Rules also can be limited to particular customer segments based on customer identifiers imported from the Web site along with the search input. Mercado also can randomly assign customers to segments for A/B tests. In addition, rules can be limited to a particular department within a Web site, letting merchandisers for different areas operate independently.
Users define groups of items to change through the same search interface that site visitors see, working in an image of the actual site. This helps ensure the rule generates the desired results while avoiding the need to train merchandisers on a special group-building interface. But these group definitions exist only within a given rule, so groups that apply in multiple cases would best be converted into product attributes.
For organizations where managers must approve changes before they take effect, Mercado can generate an e-mail to notify managers when a proposed rule is ready and let the managers simulate the rule's results before putting it into production. This simulation also presents a view of the actual Web site, with an option to select which customer segment is being simulated. Rules can automatically activate and deactivate during specified date and time-of-day ranges.

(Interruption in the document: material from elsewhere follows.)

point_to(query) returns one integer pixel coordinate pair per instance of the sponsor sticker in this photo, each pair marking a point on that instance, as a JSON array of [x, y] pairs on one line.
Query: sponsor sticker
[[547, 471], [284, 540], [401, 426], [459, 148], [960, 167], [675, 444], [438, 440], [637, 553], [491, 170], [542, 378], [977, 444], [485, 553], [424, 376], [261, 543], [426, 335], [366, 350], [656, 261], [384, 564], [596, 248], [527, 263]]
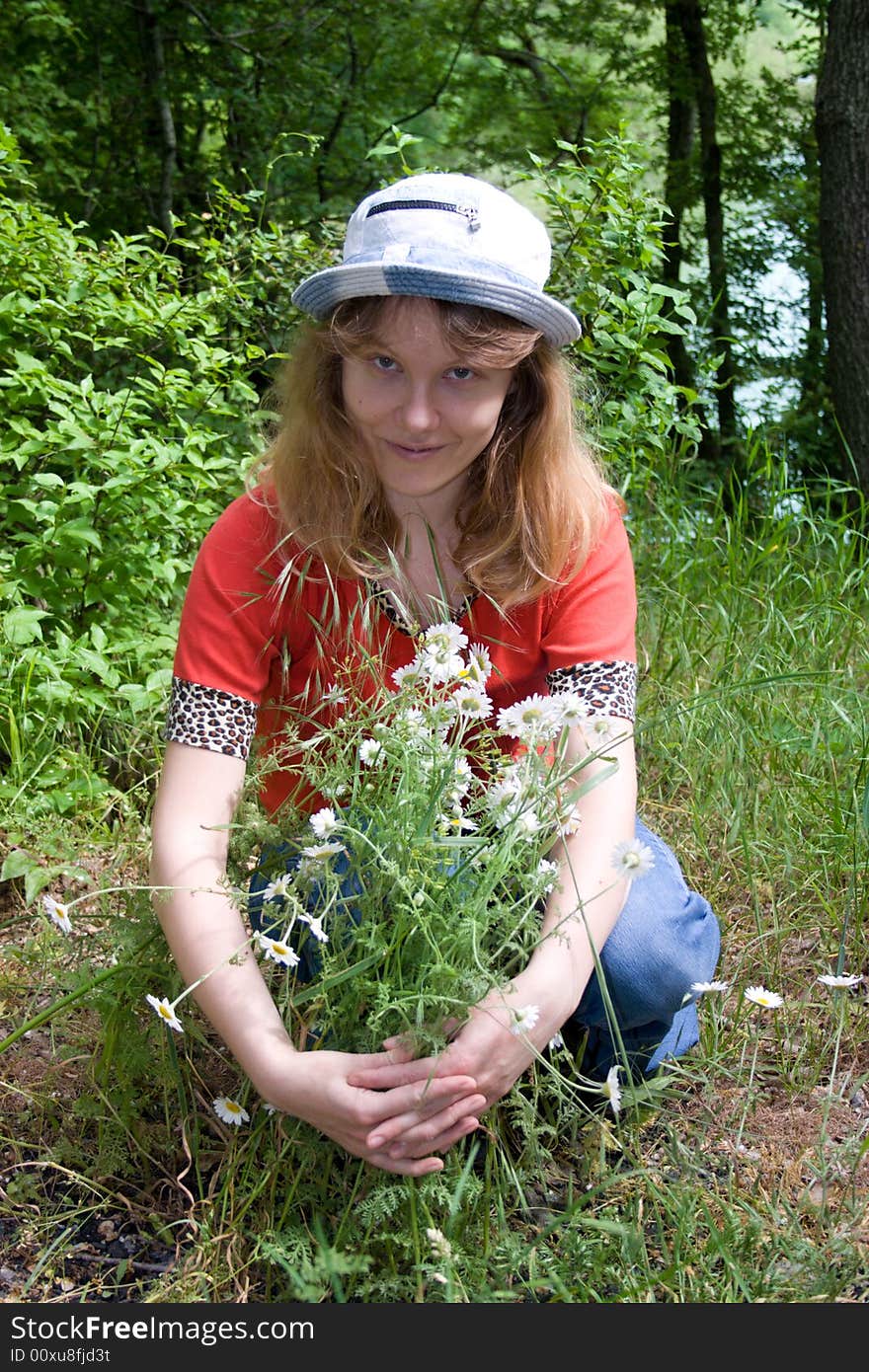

Management approvals, department-level rule creation and automatic activation are critical to administrators at large, complex organizations. Mercado has additional technical features to support large sites such as the ability to consolidate searches across multiple data types and servers.
Deployment of Mercado takes a fair amount of technical effort, from three to five weeks at a small site to 20 or more for a major company. Some of the work is modifying the underlying site to generate Web services requests that send information about each search or browse query to Mercado. The vendor provides a sample application to help users do this.
But most of the time involves revamping the site to take advantage of Mercado's capabilities. This requires adding the different types of page zones and populating these with the XML outputs that Mercado generates in response to each request.
Mercado also produces a range of reports. Most focus on visitor behavior, such as lists of the most common search terms, browse selections, search and browse sequences, frequently viewed items and query trends. Other reports aim to help administer the system and identify areas for improvement such as lists of requests that returned few or low-relevance results, most-used business rules and load statistics. Users also can write custom reports.
Versions of Mercado are available for large consumer retailers, smaller retailers and business-to-business marketers. The software can be purchased to run in-house under a traditional one-time license fee or can be hosted by Mercado. Pricing for the hosted version starts around $3,400 monthly and is based on query volume. Mercado was founded in 1997, and its software has been purchased by about 70 brands.